Friday, February 18, 2011
I happen to be rather fond of beavers. They create excellent ponds for puddle ducks. However, it is understandable that the increasing population is a problem for landowners due to destruction of trees and sometimes damaging dams as well.
In past years, control was not a problem. The interest in pelts for use in the fur trade made trapping very lucrative. With the reduced interest in fur for the last few years and the ruckus created by groups such as PETA, the population is out of control.
There is a parallel with the nutria population as well. They are not native to the U.S., but were imported with hopes that they would be a valuable furbearer. The same decline in fur value caused a similar increase in nutria population. They reproduce rapidly, voraciously destroy plants with tubers and can severely injure dogs. Retrievers are the most common victims of these confrontations.

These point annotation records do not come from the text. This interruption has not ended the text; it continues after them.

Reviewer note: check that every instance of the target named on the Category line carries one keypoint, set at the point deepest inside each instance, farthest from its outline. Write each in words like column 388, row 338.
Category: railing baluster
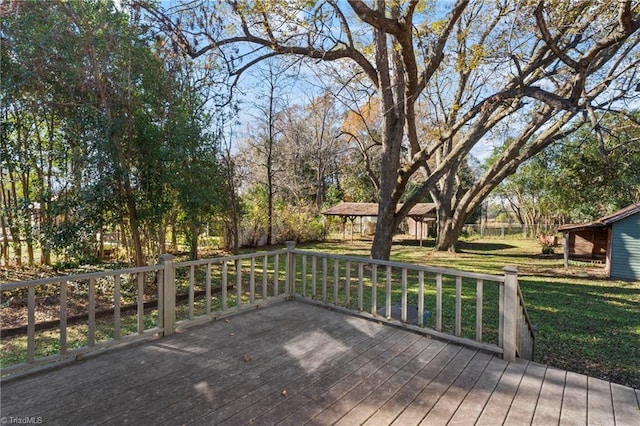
column 140, row 300
column 336, row 280
column 347, row 284
column 360, row 286
column 223, row 290
column 501, row 315
column 31, row 324
column 324, row 279
column 374, row 285
column 313, row 276
column 403, row 316
column 238, row 283
column 304, row 275
column 438, row 302
column 207, row 290
column 252, row 281
column 191, row 290
column 479, row 301
column 160, row 281
column 458, row 305
column 265, row 273
column 116, row 309
column 421, row 298
column 276, row 267
column 63, row 317
column 92, row 312
column 388, row 293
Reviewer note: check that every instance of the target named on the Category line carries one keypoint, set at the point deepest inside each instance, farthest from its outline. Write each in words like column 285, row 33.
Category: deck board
column 292, row 364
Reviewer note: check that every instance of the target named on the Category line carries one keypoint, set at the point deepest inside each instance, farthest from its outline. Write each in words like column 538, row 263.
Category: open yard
column 586, row 322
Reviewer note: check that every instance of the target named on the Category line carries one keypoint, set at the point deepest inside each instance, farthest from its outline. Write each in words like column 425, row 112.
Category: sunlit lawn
column 586, row 323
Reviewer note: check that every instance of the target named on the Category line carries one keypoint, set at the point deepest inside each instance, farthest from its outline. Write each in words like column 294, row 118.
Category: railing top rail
column 431, row 269
column 206, row 261
column 78, row 277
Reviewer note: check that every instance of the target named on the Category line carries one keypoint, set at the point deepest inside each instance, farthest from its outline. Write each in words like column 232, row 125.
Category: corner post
column 291, row 268
column 565, row 249
column 168, row 294
column 509, row 313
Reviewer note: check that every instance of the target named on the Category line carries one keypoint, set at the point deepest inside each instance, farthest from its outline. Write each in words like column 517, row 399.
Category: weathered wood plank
column 626, row 407
column 333, row 386
column 335, row 368
column 574, row 400
column 448, row 403
column 383, row 393
column 430, row 395
column 347, row 402
column 473, row 404
column 390, row 411
column 550, row 400
column 498, row 405
column 524, row 403
column 599, row 403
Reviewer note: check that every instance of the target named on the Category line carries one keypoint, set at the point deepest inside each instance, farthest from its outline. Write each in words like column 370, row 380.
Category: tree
column 580, row 179
column 461, row 71
column 103, row 126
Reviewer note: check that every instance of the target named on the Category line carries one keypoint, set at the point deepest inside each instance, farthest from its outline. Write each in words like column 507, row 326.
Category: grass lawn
column 586, row 322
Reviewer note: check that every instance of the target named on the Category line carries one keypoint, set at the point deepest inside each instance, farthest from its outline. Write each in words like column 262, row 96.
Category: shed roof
column 605, row 221
column 420, row 210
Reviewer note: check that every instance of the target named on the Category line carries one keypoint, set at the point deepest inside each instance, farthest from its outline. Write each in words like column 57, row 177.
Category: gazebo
column 420, row 213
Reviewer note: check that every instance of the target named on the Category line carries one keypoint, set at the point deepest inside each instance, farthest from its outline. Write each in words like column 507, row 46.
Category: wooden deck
column 293, row 363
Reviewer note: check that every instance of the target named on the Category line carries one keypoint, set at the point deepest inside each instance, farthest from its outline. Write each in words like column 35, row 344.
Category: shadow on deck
column 295, row 363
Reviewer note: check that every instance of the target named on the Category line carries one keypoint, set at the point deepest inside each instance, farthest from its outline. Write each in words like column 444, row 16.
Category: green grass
column 586, row 322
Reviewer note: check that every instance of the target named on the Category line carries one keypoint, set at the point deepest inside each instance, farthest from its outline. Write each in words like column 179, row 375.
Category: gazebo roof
column 420, row 210
column 605, row 221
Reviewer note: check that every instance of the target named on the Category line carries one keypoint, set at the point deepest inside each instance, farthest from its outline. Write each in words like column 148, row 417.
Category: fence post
column 291, row 277
column 169, row 294
column 509, row 313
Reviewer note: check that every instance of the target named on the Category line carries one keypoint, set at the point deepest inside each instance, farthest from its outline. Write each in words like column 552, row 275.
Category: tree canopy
column 448, row 77
column 101, row 128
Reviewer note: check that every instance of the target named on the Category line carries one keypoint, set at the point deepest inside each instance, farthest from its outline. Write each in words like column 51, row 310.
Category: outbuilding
column 419, row 215
column 613, row 239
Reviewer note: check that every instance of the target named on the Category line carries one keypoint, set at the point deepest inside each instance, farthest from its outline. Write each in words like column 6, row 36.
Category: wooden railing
column 480, row 310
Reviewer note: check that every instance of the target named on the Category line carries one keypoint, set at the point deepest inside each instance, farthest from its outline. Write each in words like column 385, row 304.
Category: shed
column 419, row 214
column 613, row 239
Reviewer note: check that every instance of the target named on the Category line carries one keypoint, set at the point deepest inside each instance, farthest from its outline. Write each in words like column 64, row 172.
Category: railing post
column 291, row 275
column 168, row 294
column 509, row 313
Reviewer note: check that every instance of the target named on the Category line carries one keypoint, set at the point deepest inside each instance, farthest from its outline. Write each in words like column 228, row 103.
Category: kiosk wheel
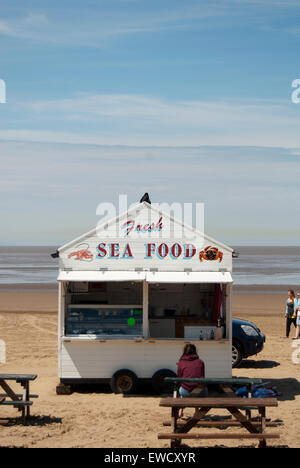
column 124, row 381
column 237, row 354
column 158, row 383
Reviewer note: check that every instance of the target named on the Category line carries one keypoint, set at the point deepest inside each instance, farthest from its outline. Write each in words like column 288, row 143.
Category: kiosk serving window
column 190, row 311
column 104, row 309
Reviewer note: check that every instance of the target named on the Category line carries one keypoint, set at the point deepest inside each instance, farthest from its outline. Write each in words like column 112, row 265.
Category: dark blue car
column 247, row 340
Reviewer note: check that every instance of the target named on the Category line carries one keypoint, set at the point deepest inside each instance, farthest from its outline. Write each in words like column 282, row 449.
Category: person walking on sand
column 190, row 366
column 290, row 313
column 297, row 313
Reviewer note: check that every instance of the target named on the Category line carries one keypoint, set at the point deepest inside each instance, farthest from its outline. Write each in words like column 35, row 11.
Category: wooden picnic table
column 228, row 401
column 21, row 401
column 225, row 385
column 202, row 406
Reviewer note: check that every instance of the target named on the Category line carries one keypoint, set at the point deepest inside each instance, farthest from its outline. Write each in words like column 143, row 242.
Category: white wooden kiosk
column 132, row 292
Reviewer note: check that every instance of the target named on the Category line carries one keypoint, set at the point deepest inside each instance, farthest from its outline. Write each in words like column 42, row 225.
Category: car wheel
column 237, row 354
column 124, row 381
column 158, row 383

An attendee to the recent Primitive Crafts classes at the YMCA PEAK conference sent me some photos of beaver that have been trapped and shot on family property. Bryce Ball is featured in the photos that he provided as well as some large beavers. We often learn that when some species outproduce their predators ability to control the populations, problems arise. This is true of many wildlife species and is part of DNR's role to propose regulations concerning these species.
As a hunter, beaver are an asset to me, but to landowners, they represent a problem that needs to be controlled. Thanks to Bryce for sharing his photos.